Yeah, so my sixth year is... So basically, AI is not going to be the hot thing. And what I mean by this is the same way we started this episode, in many ways, talking about how Web3 was the thing everybody talked about the whole time, and so we had to can it. It's pretty clear that I think Web3 gave way to AI now being the cool technology du jour that a ton of money gets thrown into.
And so I'm not saying AI won't exist or won't be useful or whatever, But the cycle will have finally happened where some other thing becomes the thing that you just get a blank check for having a vague association of an idea of what a company might do in that space.
I would like to say that VR is very upset that it doesn't even merit a hype bubble. It's like, yo, I was a hype bubble. Facebook renamed themselves for me. It's like, no, sorry, VR. You don't even merit Steve's shortlist straight from Web3. Okay.
So you are asking the comments like, what's the other thing? And I'm explicitly not, I have no idea. I am not a fashion predictor. I have no idea what will be the next thing. Just that something will be.

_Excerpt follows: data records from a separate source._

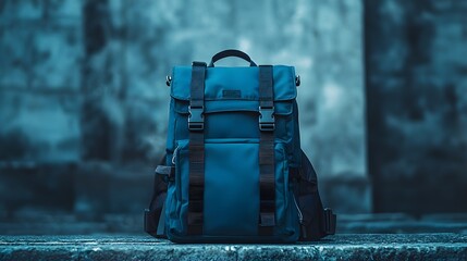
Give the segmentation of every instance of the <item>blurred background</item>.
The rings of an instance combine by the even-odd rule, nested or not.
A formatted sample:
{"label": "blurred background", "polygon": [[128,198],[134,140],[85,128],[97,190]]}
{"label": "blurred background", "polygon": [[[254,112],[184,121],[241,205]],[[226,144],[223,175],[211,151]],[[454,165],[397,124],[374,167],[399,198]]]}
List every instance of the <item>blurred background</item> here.
{"label": "blurred background", "polygon": [[164,77],[230,48],[296,66],[337,232],[467,233],[465,0],[0,0],[0,234],[140,233]]}

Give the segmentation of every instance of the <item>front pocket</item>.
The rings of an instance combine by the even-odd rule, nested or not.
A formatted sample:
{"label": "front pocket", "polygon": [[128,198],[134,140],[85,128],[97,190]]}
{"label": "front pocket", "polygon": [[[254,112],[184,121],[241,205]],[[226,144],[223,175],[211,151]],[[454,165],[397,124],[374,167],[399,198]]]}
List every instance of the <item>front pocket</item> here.
{"label": "front pocket", "polygon": [[[181,232],[186,232],[188,210],[188,142],[177,149]],[[287,217],[287,163],[283,144],[275,144],[276,232]],[[204,235],[256,236],[259,221],[258,139],[207,139],[205,142]]]}

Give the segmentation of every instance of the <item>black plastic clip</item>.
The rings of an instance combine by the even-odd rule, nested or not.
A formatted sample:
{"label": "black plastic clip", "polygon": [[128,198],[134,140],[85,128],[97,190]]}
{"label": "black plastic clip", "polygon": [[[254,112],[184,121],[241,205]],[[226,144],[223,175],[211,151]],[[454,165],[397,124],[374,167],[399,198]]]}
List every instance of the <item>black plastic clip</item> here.
{"label": "black plastic clip", "polygon": [[272,132],[274,128],[274,107],[259,107],[259,129]]}
{"label": "black plastic clip", "polygon": [[205,108],[201,107],[188,107],[188,129],[189,130],[204,130],[205,129],[205,117],[202,115]]}

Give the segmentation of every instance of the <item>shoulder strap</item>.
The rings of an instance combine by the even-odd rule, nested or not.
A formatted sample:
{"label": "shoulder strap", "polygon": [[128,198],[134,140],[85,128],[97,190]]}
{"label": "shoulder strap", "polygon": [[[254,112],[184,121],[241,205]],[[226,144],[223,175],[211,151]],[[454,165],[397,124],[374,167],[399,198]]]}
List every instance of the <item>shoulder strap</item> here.
{"label": "shoulder strap", "polygon": [[271,65],[259,66],[259,235],[275,226],[274,95]]}
{"label": "shoulder strap", "polygon": [[[336,215],[331,209],[323,209],[318,192],[317,174],[305,152],[302,151],[302,166],[295,169],[298,179],[298,204],[305,221],[305,231],[302,231],[300,241],[318,240],[327,235],[334,235]],[[145,210],[145,232],[158,238],[164,238],[164,204],[167,198],[165,182],[173,175],[173,166],[164,166],[165,156],[161,165],[156,169],[153,194],[149,208]],[[170,171],[168,171],[170,167]],[[292,171],[292,170],[291,170]],[[306,207],[306,208],[305,208]]]}
{"label": "shoulder strap", "polygon": [[298,204],[302,209],[303,225],[300,241],[318,240],[335,234],[336,215],[322,207],[318,191],[318,178],[310,160],[302,150],[302,165],[298,169]]}

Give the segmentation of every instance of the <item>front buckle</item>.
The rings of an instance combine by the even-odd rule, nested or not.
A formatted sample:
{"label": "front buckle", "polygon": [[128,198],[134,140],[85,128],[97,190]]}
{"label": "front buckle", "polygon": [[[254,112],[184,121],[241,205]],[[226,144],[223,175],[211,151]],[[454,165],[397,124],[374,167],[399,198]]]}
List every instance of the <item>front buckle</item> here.
{"label": "front buckle", "polygon": [[188,107],[188,129],[189,130],[204,130],[205,129],[205,117],[202,112],[205,107]]}
{"label": "front buckle", "polygon": [[262,132],[275,129],[274,107],[259,107],[259,129]]}

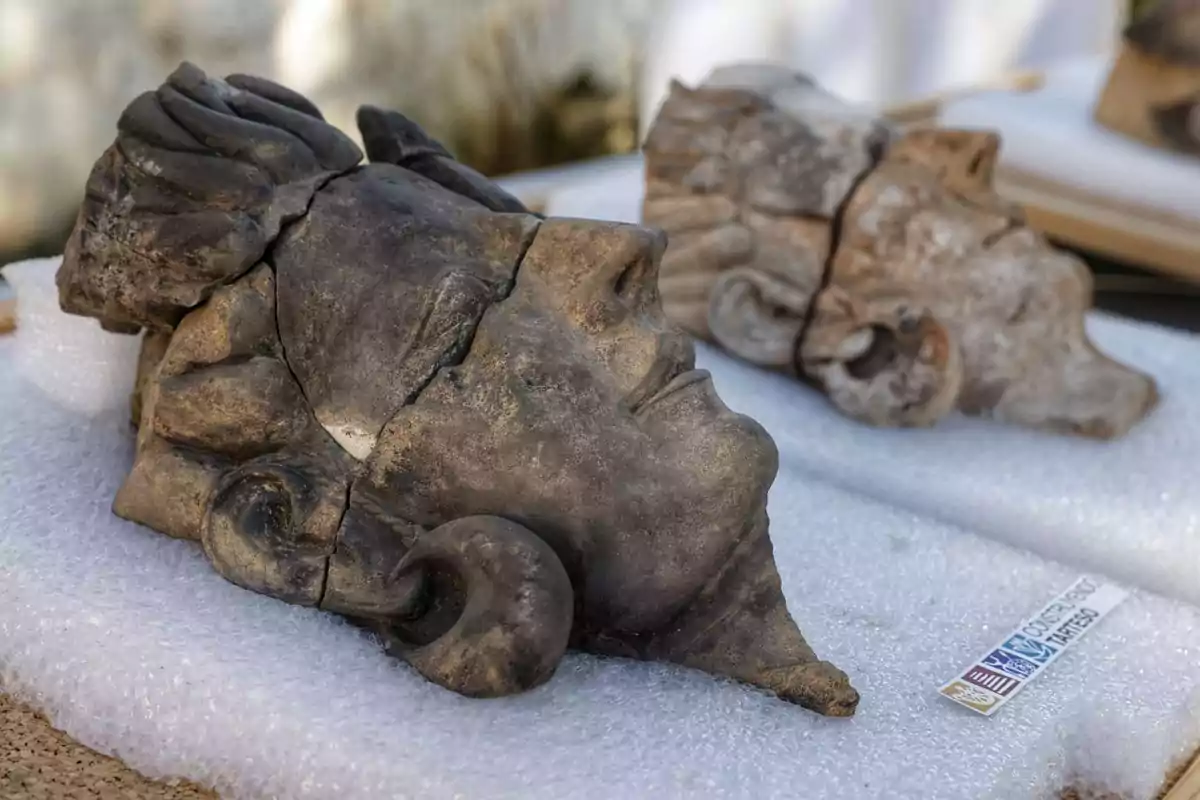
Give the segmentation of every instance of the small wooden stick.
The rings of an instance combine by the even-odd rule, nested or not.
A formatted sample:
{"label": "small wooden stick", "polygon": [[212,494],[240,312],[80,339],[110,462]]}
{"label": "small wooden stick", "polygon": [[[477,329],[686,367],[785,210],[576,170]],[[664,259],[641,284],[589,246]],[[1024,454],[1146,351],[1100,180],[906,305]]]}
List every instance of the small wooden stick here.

that uh we will i you know i feel we also had a three-year prediction in uh 2022 that that we will have moved on to it there will be a new hype boom and maybe it was for a six year and i i when i was listening to the time anyway i'm like oh my god we we uh we didn't realize that it was going to be ai that was going to be that that next boom um all right uh steve do you have a
Do you have a six-year? I did. It wasn't very bold, though, and got taken in the three years because it was Intel out of the foundry business. No, I honor your foundry business. I had them out of the foundry business. In six years. So you think it's going to take a while. And then small enough to be acquired in that same six-year period.
Okay, so I've got a couple questions for you. One thing I was thinking about in terms of an Intel that's split up, who is left with the Intel name? Does anyone want the Intel name or has the brand been so tarnished at this point that they all give themselves chat GPT suggested names to avoid calling themselves Intel? Yeah, that's a good question.

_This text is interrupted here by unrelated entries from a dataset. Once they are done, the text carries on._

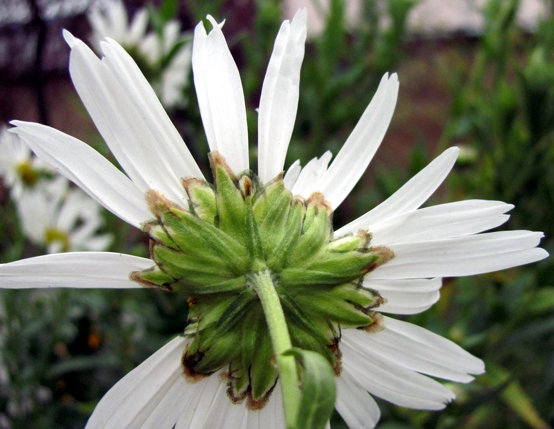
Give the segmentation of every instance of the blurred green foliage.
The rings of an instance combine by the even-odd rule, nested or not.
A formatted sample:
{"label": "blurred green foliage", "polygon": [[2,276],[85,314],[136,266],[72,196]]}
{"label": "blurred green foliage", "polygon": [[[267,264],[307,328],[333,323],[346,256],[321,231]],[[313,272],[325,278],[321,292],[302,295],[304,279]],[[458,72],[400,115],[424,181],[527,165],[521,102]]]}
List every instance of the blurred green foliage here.
{"label": "blurred green foliage", "polygon": [[[362,23],[353,28],[346,22],[344,3],[332,0],[322,33],[309,40],[286,165],[299,158],[304,164],[327,150],[336,154],[383,74],[409,61],[403,50],[404,24],[414,2],[390,0],[384,11],[376,3],[363,2]],[[172,16],[171,3],[164,2],[157,16]],[[230,21],[232,3],[208,8],[189,2],[187,12],[196,22],[207,13],[218,21],[229,19],[227,40],[241,72],[250,135],[256,136],[254,109],[282,5],[276,0],[252,3],[252,16],[241,25]],[[519,6],[517,1],[490,2],[484,12],[484,32],[470,55],[438,59],[445,66],[443,78],[452,103],[437,151],[460,145],[465,155],[446,189],[429,203],[471,198],[513,203],[506,227],[545,231],[542,246],[551,253],[554,18],[545,17],[536,32],[525,33],[515,22]],[[383,13],[391,23],[386,28],[379,25]],[[206,170],[207,145],[193,85],[186,91],[187,110],[173,119]],[[426,144],[434,142],[409,142],[414,149],[407,168],[378,169],[371,189],[358,185],[348,203],[349,217],[391,195],[431,159],[431,145]],[[252,142],[253,160],[255,147]],[[0,262],[39,254],[25,242],[9,200],[1,203]],[[346,214],[338,211],[337,223]],[[116,234],[114,251],[146,254],[140,232],[109,213],[105,217],[106,229]],[[445,279],[440,300],[406,319],[481,358],[488,371],[469,385],[449,385],[458,399],[442,412],[379,401],[379,427],[538,429],[554,423],[553,265],[549,258],[530,267]],[[188,309],[186,297],[150,290],[0,293],[0,427],[83,427],[111,386],[184,328]],[[336,413],[332,423],[345,427]]]}

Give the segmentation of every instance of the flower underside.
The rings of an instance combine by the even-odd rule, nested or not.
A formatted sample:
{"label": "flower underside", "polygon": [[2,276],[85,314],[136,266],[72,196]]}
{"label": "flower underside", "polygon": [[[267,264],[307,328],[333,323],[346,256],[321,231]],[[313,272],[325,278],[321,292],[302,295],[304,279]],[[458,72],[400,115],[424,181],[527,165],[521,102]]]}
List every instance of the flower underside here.
{"label": "flower underside", "polygon": [[341,328],[381,323],[374,309],[384,300],[362,280],[393,253],[371,247],[367,231],[334,238],[332,210],[320,193],[305,200],[285,187],[282,174],[264,186],[250,171],[235,176],[218,152],[209,157],[214,186],[182,181],[188,207],[147,193],[155,219],[143,230],[156,265],[131,278],[189,295],[187,377],[226,366],[231,399],[259,408],[278,371],[253,276],[269,270],[293,345],[324,355],[338,375]]}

I think AMD buys it and puts it in their down market brand.
No. It's like, I'll take Oracle over AMD. Oracle buying the design side now. Yes. So not the foundry side. That's right. Oracle buying the design side. Over AMD. What do you think happens to Hibana? Because I actually did wonder, you know, we had talked about this a couple episodes ago, whether I wondered if Meta or Microsoft or someone else would actually try to buy Hibana.
I actually think that like... I don't think so. I don't think so either. I think that you kind of like go deep into it and you're like, I think I'd rather actually buy it. I'd rather put the money into GPUs.
Yeah, I think it's like, I think there's going to be like this kind of process of like, God, if the number of GPUs we're talking about, we could just buy Hibana and then someone will do some deal and decide to be like, actually go back, go buy the GPUs. Actually, the GPUs don't have a culture problem, actually.
Yeah, I don't think anyone buys that. Just staying on brand in transportation, if I had to come up with another different six-year, and this is colored by a bunch of conversations over the holidays with a bunch of extended family members that live in different cities that have traveled via Waymo.
I was going to ask, does Fox do a self-driving taxi?
That's a 12-year. I think Waymo will be a more common means of transportation than Uber and Lyft in six years.
That feels like that might be a three-year or even a one-year. I agree.
It's not very...
Yeah, for sure.
I've never traveled in one, but hearing the descriptions of folks that have, now you have to understand the pricing is extremely subsidized right now.
It is, but I also think that Waymo has really, and I really try to encourage those folks to talk more publicly about some of the engineering discipline they've had because they've done a lot of things the right way in contrast to a bunch of these other folks that have come in and burned out on self-driving taxis. There's real, real engineering there.
I'm going to have to rave about Waymo for a moment because if you're in San Francisco, it is the best tourist attraction in the city is an $11 Waymo ride. It's ultimate living in the future. My wife's parents were visiting and we did the thing where you book a Waymo and don't tell them that it's going to be a Waymo.
And so you just go, oh, here's our car to take us to lunch and the self-driving car.
Yeah. And what I've heard from folks who have done that is like everyone that's in there is like, this is obviously the future. It just feels like.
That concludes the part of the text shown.